De 1952 jusqu'en 1959, 450.000 m3 de sables ont été extraits, dont une partie a été utilisée pour gagner du terrain sur les rives marécageuses, à Bangui et à Mossaka notamment. Mais 20 à 2.5 seuils doivent être repris chaque année, sur une quarantaine reconnus. L'augmentation progressive des moyens de travail a permis de porter le cubage dragué à 200.000 m3 pour la seule campagne 1960-61, soit 7.000 m de chenaux. (VENNETIER, 1963)
Les dragages d'entretien annuel sont indispensables pour l'amélioration des conditions d'accès, de sécurité de navigation dans les chenaux et bassins portuaires, ainsi que la lutte contre la pollution des plans d'eaux. (KUEDIASALA)
Ainsi, le dragage s'avère utile à court terme mais, dans la majorité des cas, une grande partie de la vase revient rapidement sédimenter.

  • Coût et Impacts sur l'environnement

Il est difficile de donner une estimation fiable des coûts de dragage, étant donné la variété des techniques utilisées, la situation et l'importance des volumes extraits ainsi que leur fréquence.
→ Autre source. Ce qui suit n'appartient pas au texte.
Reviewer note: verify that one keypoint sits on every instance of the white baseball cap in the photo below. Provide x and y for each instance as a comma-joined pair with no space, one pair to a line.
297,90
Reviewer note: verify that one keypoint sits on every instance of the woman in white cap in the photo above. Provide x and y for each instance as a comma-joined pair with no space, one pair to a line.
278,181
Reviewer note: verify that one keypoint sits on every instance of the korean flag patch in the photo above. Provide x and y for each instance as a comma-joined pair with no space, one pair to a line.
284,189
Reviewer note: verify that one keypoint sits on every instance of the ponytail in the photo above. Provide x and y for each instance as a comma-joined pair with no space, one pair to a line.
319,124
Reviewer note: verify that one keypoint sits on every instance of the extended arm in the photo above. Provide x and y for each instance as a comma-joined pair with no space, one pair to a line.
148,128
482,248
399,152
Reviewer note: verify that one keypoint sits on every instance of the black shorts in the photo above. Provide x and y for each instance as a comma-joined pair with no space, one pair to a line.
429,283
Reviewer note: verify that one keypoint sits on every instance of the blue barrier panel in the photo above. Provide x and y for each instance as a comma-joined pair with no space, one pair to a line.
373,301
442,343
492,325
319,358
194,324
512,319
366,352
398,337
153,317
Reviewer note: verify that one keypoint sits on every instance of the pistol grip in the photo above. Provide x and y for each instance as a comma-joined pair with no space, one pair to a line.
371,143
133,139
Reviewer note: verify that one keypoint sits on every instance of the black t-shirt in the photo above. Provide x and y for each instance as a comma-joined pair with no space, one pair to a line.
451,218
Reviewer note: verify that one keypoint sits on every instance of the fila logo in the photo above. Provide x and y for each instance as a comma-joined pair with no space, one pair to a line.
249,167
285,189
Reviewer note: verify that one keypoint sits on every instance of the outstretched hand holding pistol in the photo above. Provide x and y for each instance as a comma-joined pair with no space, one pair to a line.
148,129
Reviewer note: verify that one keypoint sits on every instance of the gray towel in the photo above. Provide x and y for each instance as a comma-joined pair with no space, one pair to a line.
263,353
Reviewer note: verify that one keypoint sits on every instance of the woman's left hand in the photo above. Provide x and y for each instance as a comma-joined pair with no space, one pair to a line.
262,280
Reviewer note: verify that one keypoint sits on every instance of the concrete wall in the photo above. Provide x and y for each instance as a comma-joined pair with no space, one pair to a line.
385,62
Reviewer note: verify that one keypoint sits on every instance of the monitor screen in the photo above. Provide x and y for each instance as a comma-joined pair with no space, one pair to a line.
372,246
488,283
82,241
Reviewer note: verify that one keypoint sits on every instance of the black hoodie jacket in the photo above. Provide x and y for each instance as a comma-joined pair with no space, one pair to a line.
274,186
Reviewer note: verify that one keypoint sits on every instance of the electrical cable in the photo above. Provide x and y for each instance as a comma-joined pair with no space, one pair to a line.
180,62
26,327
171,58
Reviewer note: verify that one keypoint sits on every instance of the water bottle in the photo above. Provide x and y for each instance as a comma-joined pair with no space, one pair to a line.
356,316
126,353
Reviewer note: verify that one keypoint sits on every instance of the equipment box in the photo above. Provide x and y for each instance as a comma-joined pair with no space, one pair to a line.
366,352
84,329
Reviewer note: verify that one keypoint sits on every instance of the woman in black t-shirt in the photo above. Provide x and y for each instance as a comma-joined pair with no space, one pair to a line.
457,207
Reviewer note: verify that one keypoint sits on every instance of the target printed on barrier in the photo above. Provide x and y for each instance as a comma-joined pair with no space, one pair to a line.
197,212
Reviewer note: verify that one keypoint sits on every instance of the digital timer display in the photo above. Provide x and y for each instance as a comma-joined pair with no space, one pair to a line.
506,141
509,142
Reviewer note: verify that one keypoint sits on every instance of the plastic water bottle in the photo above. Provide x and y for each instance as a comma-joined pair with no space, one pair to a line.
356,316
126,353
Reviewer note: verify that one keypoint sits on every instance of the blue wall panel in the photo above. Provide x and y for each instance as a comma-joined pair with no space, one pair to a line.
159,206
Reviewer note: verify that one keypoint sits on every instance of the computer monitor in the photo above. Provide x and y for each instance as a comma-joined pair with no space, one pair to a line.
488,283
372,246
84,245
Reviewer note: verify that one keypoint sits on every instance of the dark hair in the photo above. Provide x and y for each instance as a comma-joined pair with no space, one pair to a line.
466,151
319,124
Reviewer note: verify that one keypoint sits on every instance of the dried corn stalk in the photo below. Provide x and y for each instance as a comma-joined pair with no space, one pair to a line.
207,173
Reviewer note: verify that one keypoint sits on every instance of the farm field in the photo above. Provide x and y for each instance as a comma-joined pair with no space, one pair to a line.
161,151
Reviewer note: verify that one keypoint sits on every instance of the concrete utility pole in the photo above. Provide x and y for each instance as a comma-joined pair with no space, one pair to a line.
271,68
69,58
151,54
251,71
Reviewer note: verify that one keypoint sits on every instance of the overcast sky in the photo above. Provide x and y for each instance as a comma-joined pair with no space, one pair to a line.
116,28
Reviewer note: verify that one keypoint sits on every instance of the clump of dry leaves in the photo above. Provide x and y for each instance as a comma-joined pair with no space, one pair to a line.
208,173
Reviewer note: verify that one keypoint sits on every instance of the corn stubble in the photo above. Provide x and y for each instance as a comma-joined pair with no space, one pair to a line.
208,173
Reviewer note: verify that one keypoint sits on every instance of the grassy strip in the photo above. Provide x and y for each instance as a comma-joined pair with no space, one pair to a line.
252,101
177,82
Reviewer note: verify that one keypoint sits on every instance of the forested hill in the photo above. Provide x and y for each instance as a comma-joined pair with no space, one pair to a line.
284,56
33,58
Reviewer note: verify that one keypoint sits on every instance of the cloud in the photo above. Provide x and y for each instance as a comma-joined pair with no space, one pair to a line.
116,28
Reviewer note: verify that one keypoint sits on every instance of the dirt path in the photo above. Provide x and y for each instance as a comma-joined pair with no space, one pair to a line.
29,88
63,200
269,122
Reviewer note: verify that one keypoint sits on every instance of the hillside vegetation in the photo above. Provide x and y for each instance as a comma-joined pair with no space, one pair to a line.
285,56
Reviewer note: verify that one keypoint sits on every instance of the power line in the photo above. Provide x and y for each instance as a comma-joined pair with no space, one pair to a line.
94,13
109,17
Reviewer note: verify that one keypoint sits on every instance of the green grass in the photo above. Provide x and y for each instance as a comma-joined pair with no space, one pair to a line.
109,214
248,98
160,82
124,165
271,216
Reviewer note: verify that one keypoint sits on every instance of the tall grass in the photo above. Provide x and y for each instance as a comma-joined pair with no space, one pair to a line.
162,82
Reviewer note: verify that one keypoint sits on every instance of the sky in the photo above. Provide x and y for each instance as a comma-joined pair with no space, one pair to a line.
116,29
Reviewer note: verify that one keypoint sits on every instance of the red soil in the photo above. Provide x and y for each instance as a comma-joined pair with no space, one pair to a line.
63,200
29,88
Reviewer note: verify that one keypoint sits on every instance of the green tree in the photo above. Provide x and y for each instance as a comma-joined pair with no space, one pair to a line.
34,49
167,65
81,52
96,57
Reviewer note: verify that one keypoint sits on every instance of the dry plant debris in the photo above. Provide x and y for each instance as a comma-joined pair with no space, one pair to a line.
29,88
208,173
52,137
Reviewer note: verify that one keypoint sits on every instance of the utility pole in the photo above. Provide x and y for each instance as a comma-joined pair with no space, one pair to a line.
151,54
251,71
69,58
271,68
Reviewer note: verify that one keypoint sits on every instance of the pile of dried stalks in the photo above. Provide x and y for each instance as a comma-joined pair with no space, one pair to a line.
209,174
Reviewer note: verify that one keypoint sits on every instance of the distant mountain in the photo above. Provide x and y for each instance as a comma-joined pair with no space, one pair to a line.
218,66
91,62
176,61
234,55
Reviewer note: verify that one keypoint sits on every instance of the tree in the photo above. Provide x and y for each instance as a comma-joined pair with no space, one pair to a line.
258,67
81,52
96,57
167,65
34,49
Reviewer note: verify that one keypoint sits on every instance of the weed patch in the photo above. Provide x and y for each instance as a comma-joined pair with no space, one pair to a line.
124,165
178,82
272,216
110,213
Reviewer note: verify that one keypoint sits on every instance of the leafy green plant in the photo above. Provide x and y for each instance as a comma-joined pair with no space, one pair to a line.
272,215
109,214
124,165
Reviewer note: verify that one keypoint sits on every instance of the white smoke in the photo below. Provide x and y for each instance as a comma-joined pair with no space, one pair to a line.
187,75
Ce pendant, un ordre de grandeur peut être obtenu suite aux travaux déjà réalisés dans le fleuve Congo. Par exemple, pour un volume à draguer de 40.000m3, le coût de l'opération sur le Congo s'est élevé à environ 90.000.000 Fcfa, soit plus de 130 000 euros (DINGA J. B). (1 franc CFA (communauté financière africaine), monnaie commune à plusieurs pays d'Afrique, vaut environ 0.0015 euros - 1 euro vaut 655,957 CFA).


Les dragages doivent être interdits durant plusieurs périodes de l'année en fonction des migrations et de la reproductions d'espèces de poissons locales. Ils peuvent en effet avoir un impact non négligeable sur la faune (turbidité des eaux...). D'autre part, le remaniement des fonds sableux peut libérer certaines quantités de polluants anciennement emprisonnés par le processus de sédimentation.

  • Valorisation des sédiments extraits

En quelques mois, les sédiments sont manipulables mécaniquement, et sont disponibles pour leur valorisation (si non pollués). Plusieurs utilisations sont possibles:
- Le sable récupéré peut être vendu à des entreprises de construction, comme précharge ou comme remblais.
- Des essais de laboratoire réalisés par des entreprises ouvrent la perspective d'utiliser des tangues pour produire des ciments.
- Amendements agricoles par apport faible (20 m3/ha) afin de corriger le PH des sols
- Reconstitution des sols érodés
- Nouveaux supports de culture pour améliorer la fertilité d'un sol
- Recherche de nouveaux matériaux industriels comme un isolant thermique et phonique (panneau d'isolation, revêtement de parking ...)
- Couches de forme et de fondation de chaussée après séchage naturel et mélangés à de la chaux et du ciment

Ces ventes permettent de récupérer un faible pourcentage du coût de dragage.